Speaking via video chat from their Santa Barbara home, the Duke and Duchess of Sussex said they were concerned about barriers to education that millions of girls were currently facing.
“To know that there’s over 130 million girls out of an education right now, before the pandemic, and during as well – that number is only going to go up,” Prince Harry said.
“It worries me and it probably worries all of us, the effect that that is going to have, not just on the individual, but on the family, on the community, on the country and on the world at large.”
International Day of the Girl, held on October 11, highlights gender inequalities between girls and boys and tackles discrimination and abuse suffered by girls worldwide.
Yousafzai was targeted by extremist forces in 2012 after speaking out about the injustices and she faced to get an education, which was banned at the time.
Now, she runs the Malala Fund, a organisation that aims to end gender-based blocks to education by investing in activists.
Markle said she was grateful her son would be raised in an environment where he had access to eductaion.

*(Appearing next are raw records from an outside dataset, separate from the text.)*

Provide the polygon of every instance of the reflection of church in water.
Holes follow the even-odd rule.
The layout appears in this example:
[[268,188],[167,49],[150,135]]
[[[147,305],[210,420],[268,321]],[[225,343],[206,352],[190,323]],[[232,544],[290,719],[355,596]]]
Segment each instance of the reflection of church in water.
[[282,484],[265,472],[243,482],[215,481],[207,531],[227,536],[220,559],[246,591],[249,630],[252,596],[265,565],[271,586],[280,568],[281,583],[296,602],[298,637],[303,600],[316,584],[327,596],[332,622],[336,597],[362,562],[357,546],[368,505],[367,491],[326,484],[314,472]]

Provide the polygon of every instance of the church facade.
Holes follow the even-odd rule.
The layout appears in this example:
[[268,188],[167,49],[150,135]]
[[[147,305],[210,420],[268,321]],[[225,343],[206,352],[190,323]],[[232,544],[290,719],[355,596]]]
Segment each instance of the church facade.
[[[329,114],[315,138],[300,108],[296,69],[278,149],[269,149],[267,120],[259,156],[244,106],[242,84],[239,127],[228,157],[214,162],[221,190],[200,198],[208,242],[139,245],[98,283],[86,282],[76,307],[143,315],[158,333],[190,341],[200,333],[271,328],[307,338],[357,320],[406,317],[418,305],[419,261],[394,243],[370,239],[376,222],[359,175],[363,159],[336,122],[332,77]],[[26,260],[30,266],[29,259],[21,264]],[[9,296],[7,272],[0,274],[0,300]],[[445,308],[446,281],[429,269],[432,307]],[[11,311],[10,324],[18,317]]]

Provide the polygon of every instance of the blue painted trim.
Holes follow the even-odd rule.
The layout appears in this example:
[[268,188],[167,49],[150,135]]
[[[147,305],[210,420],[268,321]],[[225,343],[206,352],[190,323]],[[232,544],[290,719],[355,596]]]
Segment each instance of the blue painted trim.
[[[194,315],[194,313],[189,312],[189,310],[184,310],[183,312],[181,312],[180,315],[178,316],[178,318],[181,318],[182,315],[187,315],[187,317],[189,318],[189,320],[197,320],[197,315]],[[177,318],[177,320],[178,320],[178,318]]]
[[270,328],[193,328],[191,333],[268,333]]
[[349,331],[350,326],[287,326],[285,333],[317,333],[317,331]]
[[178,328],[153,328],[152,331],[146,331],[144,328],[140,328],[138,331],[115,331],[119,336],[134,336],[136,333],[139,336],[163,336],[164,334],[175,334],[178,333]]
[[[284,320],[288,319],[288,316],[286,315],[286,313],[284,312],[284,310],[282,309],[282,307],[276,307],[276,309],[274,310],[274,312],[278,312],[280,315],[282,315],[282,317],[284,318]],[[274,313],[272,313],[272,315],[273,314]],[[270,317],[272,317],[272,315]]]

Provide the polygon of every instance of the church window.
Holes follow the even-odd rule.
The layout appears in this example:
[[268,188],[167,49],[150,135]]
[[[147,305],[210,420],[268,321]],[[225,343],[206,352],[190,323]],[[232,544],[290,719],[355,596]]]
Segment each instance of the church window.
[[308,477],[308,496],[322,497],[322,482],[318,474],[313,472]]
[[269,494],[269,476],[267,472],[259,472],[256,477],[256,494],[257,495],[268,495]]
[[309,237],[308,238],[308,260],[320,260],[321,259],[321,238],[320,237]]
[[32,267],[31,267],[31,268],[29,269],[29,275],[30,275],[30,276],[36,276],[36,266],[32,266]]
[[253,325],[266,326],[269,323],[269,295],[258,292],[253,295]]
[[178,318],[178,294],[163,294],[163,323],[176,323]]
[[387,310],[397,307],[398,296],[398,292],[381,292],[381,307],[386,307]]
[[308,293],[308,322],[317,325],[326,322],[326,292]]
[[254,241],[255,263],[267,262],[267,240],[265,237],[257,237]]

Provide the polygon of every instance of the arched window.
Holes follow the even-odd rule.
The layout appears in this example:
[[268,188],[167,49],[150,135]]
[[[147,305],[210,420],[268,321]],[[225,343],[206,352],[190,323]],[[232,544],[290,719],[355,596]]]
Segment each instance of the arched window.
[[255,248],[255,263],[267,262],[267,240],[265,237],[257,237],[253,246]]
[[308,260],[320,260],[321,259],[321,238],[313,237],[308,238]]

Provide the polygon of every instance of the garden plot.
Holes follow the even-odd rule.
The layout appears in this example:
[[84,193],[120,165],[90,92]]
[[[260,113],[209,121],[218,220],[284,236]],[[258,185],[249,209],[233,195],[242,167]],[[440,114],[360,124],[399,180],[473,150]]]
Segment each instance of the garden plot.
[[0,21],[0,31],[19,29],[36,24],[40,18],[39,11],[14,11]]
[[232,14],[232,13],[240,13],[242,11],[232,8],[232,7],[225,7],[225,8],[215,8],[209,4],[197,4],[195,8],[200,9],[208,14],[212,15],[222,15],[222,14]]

“To be able to raise our son in a way where everything about his nourishment is in terms of educational substance, and how you can learn and how you can grow,” Markle said.
“You know, having the privilege of being able to go to school is something that, I think, oftentimes is taken for granted.”
Prince Harry also touched on how the royals have been keeping busy during the pandemic, and how it has allowed them to spend more time at home and witness Archie’s milestones.
“We’ve been working really really hard and completely understand and get how challenging this is for absolutely everyone,” Prince Harry said..
“The longer it goes on, the more it’s going to be felt – especially from a mental health aspect,”
“This is a really unifying moment to bring everyone together and acknowledge what everyone has been through, this traumatic experience, wherever you are in the world.”
“We were both there for Archie’s first steps, his first run, his first fall – everything,” Markle added.
“In so many ways we are fortunate to be able to have this time to watch him grow, and in the absence of COVID, we would be traveling and working more.
“We’d miss a lot of those moments.”
Spies, masks and espionage
The Queen’s first public outing since the coronavirus has left many questioning her safety after she was pictured without a mask.
Joined by the also-maskless Prince William, the 94-year-old and her grandson visited a top-level lab in Salisbury.
The visit, originally due to take place in back in April, was to show for support for the staff who saved the lives of a former spy and his daughter poisoned by Russian spies using a nerve agent called Novichok in 2018.
Employees from the Defence Science and Technology Laboratory all reportedly tested negative for the coronavirus prior to meeting the royals.
The Queen, a future King and a policeman – but no mask 😷 in sight…
Should they be setting an example and wearing one? pic.twitter.com/uSCsT9dB05
— Darren McCaffrey (@DarrenEuronews) October 15, 2020
When asked about the current coronavirus situation in the UK, the Queen said it was “doubling itself again”.
It was unclear whether she was aware of the benefits of wearing a mask to stop the “doubling” of the virus.
A spokesperson for Buckingham Palace said relevant medical advice had been followed for the trip.
“Specific advice has been sought from the medical household and relevant parties, and all necessary precautions taken, working closely with DSTL,” the spokesperson said.